Tudo estava ocorrendo muito bem, até que notam um comportamento errático em Algernon — o primeiro animal em que os experimentos vingaram por um tempo considerável —, como confusões, estresse e agressividade incomuns. Então, a fim de ajudar a descobrir o que estava acontecendo com Algernon e interessado em descobrir como esse comportamento também poderia surgir nele futuramente, Charlie se oferece para estudar o processo e os estudos já realizados pelos médicos e descobre o que há de errado e, logicamente, pressupõe que o mesmo não o tardaria. Desse modo, ele declara que passará o tempo que lhe resta sozinho, aproveitando para registrar o máximo de progresso — ou melhor, regresso — para continuar ajudando na pesquisa. Até que sinais do antigo Charlie voltam a aparecer: dificuldade em lembrar das coisas, complicações na escrita e leitura. A partir daí, o Gênio mostra nuances claras de definhamento neurológico, nos fazendo perceber que o que ele adquirira após a cirurgia fora arrancado naturalmente de maneira tão cruel quanto à maneira que o tratavam antes da operação e, por fim, ao pó Charlie Gordon retornou.

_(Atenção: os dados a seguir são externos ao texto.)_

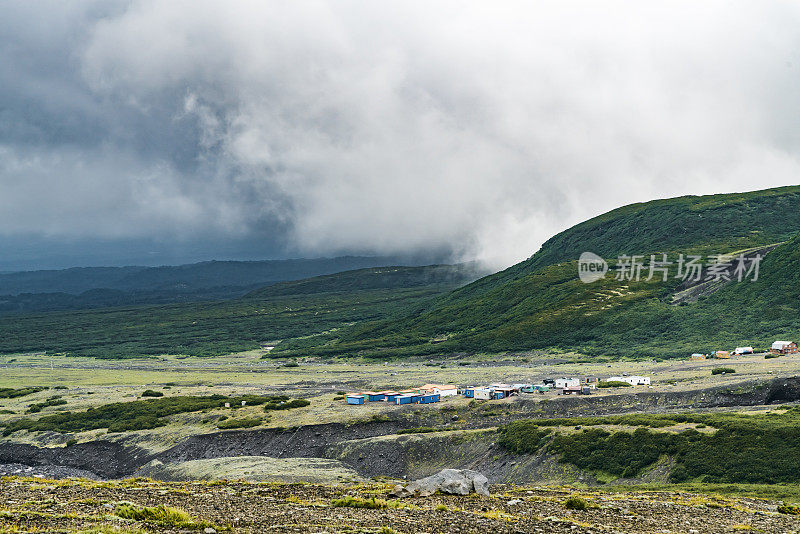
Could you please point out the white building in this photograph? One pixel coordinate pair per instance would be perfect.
(567, 383)
(632, 380)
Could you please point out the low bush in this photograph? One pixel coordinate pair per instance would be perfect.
(161, 515)
(522, 437)
(12, 393)
(245, 422)
(286, 404)
(418, 430)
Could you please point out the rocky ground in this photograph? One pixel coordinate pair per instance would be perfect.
(40, 505)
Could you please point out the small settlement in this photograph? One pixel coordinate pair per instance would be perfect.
(430, 393)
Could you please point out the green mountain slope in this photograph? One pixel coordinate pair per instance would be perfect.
(541, 303)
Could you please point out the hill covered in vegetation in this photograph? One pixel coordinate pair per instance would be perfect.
(540, 303)
(82, 288)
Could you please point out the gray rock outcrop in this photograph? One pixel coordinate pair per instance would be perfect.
(454, 481)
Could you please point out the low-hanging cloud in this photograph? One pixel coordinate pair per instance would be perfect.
(381, 127)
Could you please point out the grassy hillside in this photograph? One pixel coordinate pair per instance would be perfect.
(214, 328)
(541, 303)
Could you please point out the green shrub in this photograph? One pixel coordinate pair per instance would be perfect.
(418, 430)
(39, 406)
(575, 503)
(245, 422)
(286, 404)
(613, 384)
(12, 393)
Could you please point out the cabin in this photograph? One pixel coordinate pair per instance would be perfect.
(403, 399)
(502, 393)
(444, 390)
(355, 399)
(783, 347)
(564, 382)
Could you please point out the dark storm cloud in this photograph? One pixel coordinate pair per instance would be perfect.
(330, 127)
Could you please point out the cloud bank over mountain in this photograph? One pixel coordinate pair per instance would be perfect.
(468, 129)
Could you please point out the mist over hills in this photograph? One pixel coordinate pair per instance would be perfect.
(540, 303)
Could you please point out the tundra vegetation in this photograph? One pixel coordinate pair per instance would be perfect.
(743, 448)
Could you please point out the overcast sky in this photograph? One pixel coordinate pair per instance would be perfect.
(193, 130)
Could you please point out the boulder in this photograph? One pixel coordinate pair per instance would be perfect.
(453, 481)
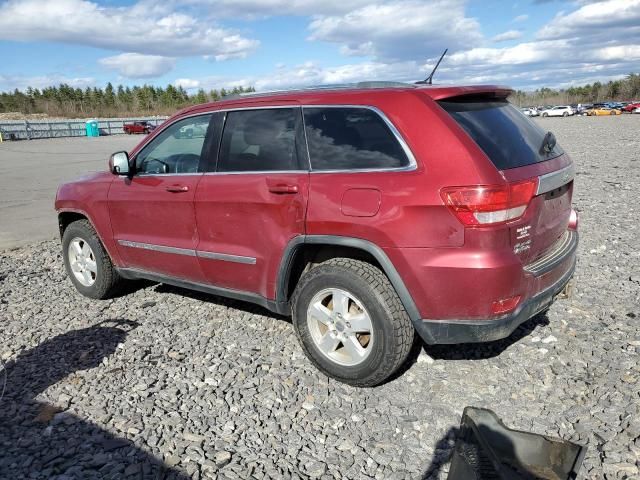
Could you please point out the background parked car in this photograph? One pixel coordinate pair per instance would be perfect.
(138, 127)
(583, 107)
(630, 107)
(558, 111)
(599, 111)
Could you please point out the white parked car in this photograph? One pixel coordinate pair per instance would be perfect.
(530, 111)
(558, 111)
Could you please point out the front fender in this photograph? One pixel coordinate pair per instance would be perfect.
(87, 196)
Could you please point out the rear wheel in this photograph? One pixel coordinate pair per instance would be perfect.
(87, 262)
(351, 323)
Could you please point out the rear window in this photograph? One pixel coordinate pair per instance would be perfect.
(506, 136)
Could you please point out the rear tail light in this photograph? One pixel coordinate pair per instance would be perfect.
(573, 220)
(505, 305)
(480, 205)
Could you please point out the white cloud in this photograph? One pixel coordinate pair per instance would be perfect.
(187, 83)
(269, 8)
(142, 28)
(609, 20)
(399, 30)
(135, 65)
(508, 35)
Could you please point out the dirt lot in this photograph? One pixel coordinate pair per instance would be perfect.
(30, 172)
(166, 382)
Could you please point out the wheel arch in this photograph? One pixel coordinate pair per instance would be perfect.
(302, 250)
(67, 216)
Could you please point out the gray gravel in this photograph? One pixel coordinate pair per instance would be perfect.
(167, 383)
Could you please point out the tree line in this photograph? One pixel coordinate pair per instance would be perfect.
(626, 89)
(65, 101)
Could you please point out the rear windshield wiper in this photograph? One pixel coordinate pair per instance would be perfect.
(548, 144)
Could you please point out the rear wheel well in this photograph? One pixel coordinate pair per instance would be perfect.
(307, 256)
(67, 218)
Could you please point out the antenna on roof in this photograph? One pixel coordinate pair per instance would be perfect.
(429, 79)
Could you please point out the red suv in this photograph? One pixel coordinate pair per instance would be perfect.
(366, 213)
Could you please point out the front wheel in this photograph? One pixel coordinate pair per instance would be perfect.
(87, 263)
(351, 322)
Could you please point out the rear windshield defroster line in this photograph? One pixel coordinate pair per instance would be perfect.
(506, 136)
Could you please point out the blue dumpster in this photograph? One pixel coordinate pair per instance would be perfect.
(92, 128)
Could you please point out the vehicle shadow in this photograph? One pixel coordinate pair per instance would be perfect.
(241, 305)
(442, 453)
(41, 440)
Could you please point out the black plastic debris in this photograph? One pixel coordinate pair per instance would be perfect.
(487, 450)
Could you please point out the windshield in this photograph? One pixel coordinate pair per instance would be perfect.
(506, 136)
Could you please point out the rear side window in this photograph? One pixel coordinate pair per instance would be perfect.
(347, 138)
(506, 136)
(259, 140)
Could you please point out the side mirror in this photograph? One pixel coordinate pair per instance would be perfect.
(119, 163)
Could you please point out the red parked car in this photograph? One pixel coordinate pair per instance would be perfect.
(368, 214)
(138, 127)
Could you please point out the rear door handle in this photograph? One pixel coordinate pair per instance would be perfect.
(283, 188)
(177, 188)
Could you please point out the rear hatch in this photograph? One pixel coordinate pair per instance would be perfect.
(521, 150)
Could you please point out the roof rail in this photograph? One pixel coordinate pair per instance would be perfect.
(336, 86)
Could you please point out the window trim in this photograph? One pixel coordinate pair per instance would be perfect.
(203, 160)
(413, 165)
(299, 125)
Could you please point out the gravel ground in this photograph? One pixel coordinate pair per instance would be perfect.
(164, 383)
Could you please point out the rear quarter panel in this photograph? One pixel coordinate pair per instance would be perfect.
(411, 212)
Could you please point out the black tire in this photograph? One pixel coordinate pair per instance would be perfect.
(391, 326)
(107, 279)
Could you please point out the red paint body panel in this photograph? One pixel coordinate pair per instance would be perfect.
(142, 210)
(88, 196)
(238, 214)
(450, 271)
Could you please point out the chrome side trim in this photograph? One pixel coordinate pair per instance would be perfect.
(413, 164)
(158, 248)
(226, 257)
(189, 252)
(565, 246)
(554, 180)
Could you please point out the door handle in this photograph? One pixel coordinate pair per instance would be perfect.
(177, 188)
(283, 188)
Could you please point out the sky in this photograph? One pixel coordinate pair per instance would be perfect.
(276, 44)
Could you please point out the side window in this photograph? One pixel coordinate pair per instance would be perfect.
(176, 150)
(259, 140)
(345, 138)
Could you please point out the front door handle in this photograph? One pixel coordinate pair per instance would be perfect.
(283, 188)
(177, 188)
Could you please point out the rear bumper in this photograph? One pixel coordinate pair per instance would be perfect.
(475, 331)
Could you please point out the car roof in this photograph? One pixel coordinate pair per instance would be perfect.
(341, 94)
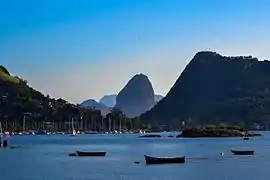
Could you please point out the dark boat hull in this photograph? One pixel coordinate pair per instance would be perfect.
(164, 160)
(242, 152)
(80, 153)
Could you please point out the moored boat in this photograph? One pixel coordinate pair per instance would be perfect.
(163, 160)
(82, 153)
(242, 152)
(72, 154)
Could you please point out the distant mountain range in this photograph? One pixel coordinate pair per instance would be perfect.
(110, 100)
(136, 97)
(137, 86)
(215, 89)
(93, 104)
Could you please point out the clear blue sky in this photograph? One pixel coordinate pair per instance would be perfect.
(87, 48)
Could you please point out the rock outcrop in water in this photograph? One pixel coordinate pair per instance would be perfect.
(216, 131)
(214, 89)
(136, 97)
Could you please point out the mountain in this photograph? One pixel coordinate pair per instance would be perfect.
(5, 76)
(110, 100)
(215, 88)
(136, 97)
(18, 100)
(158, 97)
(93, 104)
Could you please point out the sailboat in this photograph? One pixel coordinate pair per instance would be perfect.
(1, 134)
(74, 133)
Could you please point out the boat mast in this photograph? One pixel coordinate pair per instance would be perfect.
(1, 131)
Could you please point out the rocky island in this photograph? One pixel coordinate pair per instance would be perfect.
(216, 131)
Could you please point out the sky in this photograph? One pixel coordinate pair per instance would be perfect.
(85, 49)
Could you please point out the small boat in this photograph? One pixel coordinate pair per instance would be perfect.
(164, 160)
(242, 152)
(72, 154)
(150, 136)
(81, 153)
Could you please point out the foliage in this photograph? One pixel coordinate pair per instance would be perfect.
(215, 89)
(18, 99)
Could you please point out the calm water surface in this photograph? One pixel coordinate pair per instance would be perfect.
(46, 158)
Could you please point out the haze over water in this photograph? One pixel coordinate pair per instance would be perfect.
(47, 158)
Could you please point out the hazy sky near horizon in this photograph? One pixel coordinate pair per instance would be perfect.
(88, 48)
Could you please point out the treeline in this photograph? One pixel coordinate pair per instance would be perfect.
(23, 108)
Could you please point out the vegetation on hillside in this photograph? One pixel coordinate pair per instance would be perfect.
(19, 101)
(217, 89)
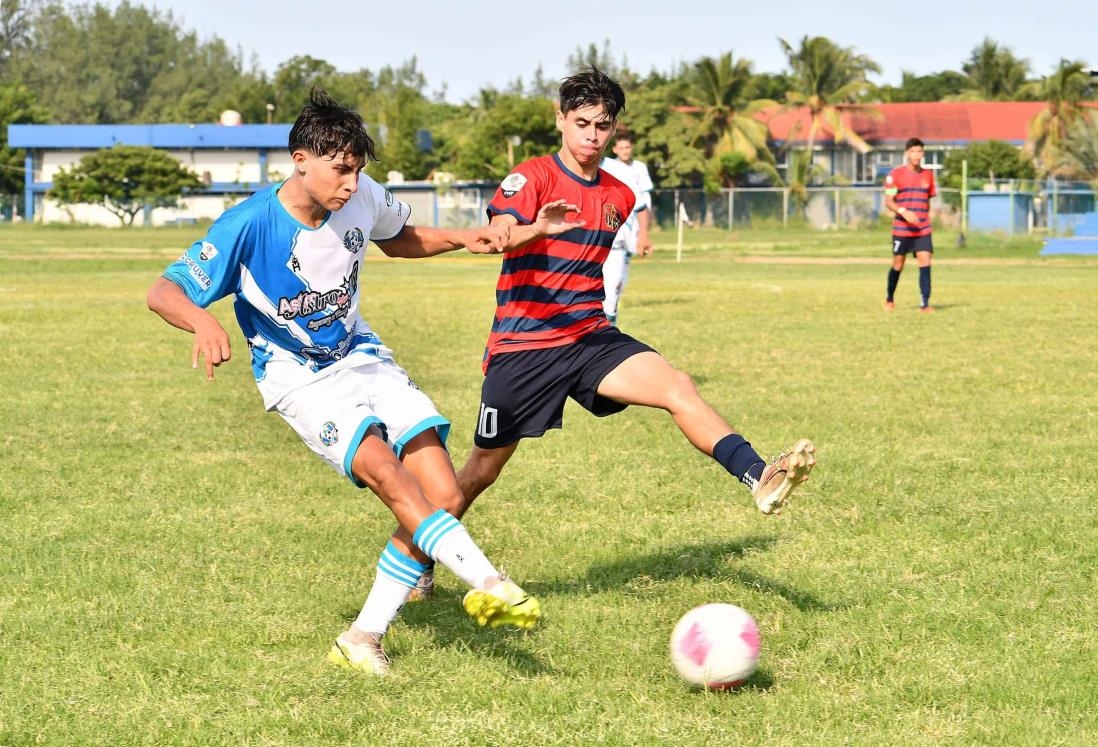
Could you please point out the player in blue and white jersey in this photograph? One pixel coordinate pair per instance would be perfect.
(291, 256)
(631, 237)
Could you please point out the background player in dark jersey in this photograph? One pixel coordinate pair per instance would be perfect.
(550, 338)
(908, 190)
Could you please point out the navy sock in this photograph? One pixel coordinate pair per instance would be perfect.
(736, 455)
(925, 285)
(893, 280)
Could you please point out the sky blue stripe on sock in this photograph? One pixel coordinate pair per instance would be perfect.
(441, 527)
(395, 573)
(398, 557)
(438, 536)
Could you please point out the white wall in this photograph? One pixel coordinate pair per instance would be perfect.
(237, 166)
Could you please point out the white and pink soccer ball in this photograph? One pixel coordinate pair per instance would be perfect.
(715, 646)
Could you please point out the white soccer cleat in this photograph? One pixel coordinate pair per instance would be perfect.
(782, 477)
(369, 657)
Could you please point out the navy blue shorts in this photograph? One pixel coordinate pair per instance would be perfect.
(525, 391)
(912, 244)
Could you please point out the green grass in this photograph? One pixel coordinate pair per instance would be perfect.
(174, 562)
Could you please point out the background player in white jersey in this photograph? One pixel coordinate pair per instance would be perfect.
(632, 236)
(290, 254)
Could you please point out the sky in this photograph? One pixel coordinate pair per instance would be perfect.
(469, 45)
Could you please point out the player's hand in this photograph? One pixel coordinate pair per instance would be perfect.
(492, 240)
(552, 219)
(211, 342)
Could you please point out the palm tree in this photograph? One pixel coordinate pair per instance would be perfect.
(1051, 130)
(726, 121)
(1080, 149)
(994, 74)
(826, 75)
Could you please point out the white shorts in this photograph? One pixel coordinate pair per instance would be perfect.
(333, 414)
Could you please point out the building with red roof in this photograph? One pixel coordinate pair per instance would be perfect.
(941, 125)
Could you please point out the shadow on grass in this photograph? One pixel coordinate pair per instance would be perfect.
(705, 560)
(450, 627)
(659, 302)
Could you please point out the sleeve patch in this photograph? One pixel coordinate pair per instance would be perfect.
(513, 185)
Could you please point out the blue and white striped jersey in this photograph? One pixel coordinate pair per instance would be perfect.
(295, 287)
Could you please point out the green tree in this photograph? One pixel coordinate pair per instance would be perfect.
(726, 121)
(826, 75)
(1051, 131)
(293, 79)
(17, 107)
(475, 141)
(663, 133)
(1080, 151)
(994, 73)
(124, 179)
(17, 19)
(992, 159)
(932, 87)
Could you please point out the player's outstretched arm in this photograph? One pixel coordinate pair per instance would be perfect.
(416, 242)
(211, 341)
(551, 220)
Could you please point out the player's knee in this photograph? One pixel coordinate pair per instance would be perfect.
(681, 390)
(390, 480)
(452, 501)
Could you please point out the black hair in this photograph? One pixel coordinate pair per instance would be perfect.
(326, 127)
(590, 87)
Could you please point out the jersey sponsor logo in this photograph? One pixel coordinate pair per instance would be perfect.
(310, 302)
(513, 185)
(329, 434)
(612, 216)
(197, 272)
(354, 240)
(323, 354)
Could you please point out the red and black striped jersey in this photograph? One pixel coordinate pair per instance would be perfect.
(912, 190)
(550, 291)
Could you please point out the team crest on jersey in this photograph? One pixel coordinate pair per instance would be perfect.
(612, 216)
(354, 240)
(513, 185)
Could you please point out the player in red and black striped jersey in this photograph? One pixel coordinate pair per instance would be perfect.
(908, 189)
(550, 338)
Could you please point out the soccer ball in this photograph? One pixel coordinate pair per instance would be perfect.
(715, 646)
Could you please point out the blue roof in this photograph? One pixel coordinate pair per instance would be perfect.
(71, 136)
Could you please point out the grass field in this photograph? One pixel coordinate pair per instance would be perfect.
(174, 562)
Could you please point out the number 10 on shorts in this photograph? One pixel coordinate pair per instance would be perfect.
(489, 423)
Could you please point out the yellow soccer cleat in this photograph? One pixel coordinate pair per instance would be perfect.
(782, 476)
(424, 588)
(504, 603)
(369, 657)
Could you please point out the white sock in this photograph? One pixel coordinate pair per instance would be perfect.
(444, 538)
(396, 577)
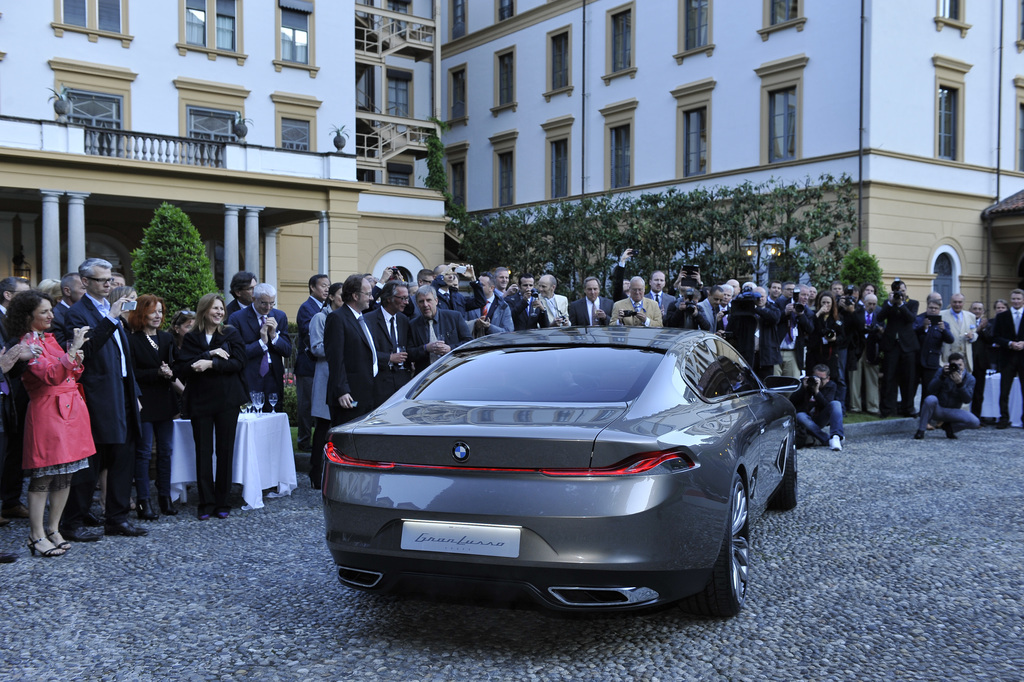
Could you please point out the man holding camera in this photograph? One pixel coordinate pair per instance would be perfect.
(947, 391)
(817, 408)
(635, 310)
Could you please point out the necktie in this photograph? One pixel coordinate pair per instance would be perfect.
(264, 364)
(370, 339)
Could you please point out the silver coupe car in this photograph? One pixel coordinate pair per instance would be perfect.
(589, 468)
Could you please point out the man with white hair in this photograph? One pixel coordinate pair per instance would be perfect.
(264, 330)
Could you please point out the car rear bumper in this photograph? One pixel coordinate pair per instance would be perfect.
(619, 542)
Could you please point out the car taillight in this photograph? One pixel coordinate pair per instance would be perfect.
(634, 465)
(339, 457)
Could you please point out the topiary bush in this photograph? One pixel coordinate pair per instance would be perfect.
(171, 261)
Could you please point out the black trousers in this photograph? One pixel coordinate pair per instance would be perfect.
(214, 488)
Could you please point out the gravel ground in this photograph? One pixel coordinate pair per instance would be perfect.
(902, 562)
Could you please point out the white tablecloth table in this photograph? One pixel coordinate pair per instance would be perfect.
(990, 403)
(263, 458)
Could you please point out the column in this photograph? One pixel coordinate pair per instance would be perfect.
(51, 235)
(252, 240)
(230, 246)
(76, 228)
(270, 257)
(325, 244)
(30, 250)
(7, 248)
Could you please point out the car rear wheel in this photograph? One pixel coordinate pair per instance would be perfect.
(784, 497)
(725, 592)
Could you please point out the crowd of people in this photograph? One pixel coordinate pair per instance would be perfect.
(92, 381)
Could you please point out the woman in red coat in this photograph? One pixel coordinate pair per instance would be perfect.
(57, 435)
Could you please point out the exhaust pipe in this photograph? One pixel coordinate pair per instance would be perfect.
(578, 596)
(357, 578)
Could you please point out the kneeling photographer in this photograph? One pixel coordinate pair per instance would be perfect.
(944, 396)
(817, 408)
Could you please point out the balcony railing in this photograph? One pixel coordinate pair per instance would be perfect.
(147, 146)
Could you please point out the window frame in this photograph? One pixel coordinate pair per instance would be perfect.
(566, 32)
(502, 143)
(280, 64)
(512, 104)
(297, 108)
(780, 75)
(91, 28)
(610, 70)
(768, 26)
(950, 74)
(689, 97)
(184, 47)
(557, 130)
(615, 116)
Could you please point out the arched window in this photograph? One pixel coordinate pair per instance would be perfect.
(943, 283)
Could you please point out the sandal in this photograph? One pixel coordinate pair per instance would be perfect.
(64, 544)
(53, 551)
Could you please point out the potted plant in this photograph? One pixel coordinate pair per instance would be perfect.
(61, 105)
(241, 127)
(340, 136)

Gordon teve uma vida cruel em todas as fases pela qual perpassou. Antes da cirurgia com a família que não o aceitava como era e dava “corretivos” para que se tornasse normal. Depois da cirurgia, quando o processo ainda era um sucesso, com a dificuldade em se relacionar com as pessoas por conta do seu nível intelectual elevado e por conta das nuances de arrogância. E, por fim, depois da cirurgia, quando o processo começa a falhar, fazendo-o perder gradativamente tudo o que havia conquistado o que, com certeza, foi muito mais doloroso do que quando apenas possuía retardamento, já que ver escapar por entre os dedos o seu objetivo de vida e não poder fazer nada para se livrar disso é, sem dúvidas, agoniante.

Charlie Gordon, portanto, foi apenas um contemplado temporariamente com a dádiva da genialidade que provou do gosto amargo das consequências disso ou uma alma sofredora que desafiou a vontade divina e pagou o preço por isso?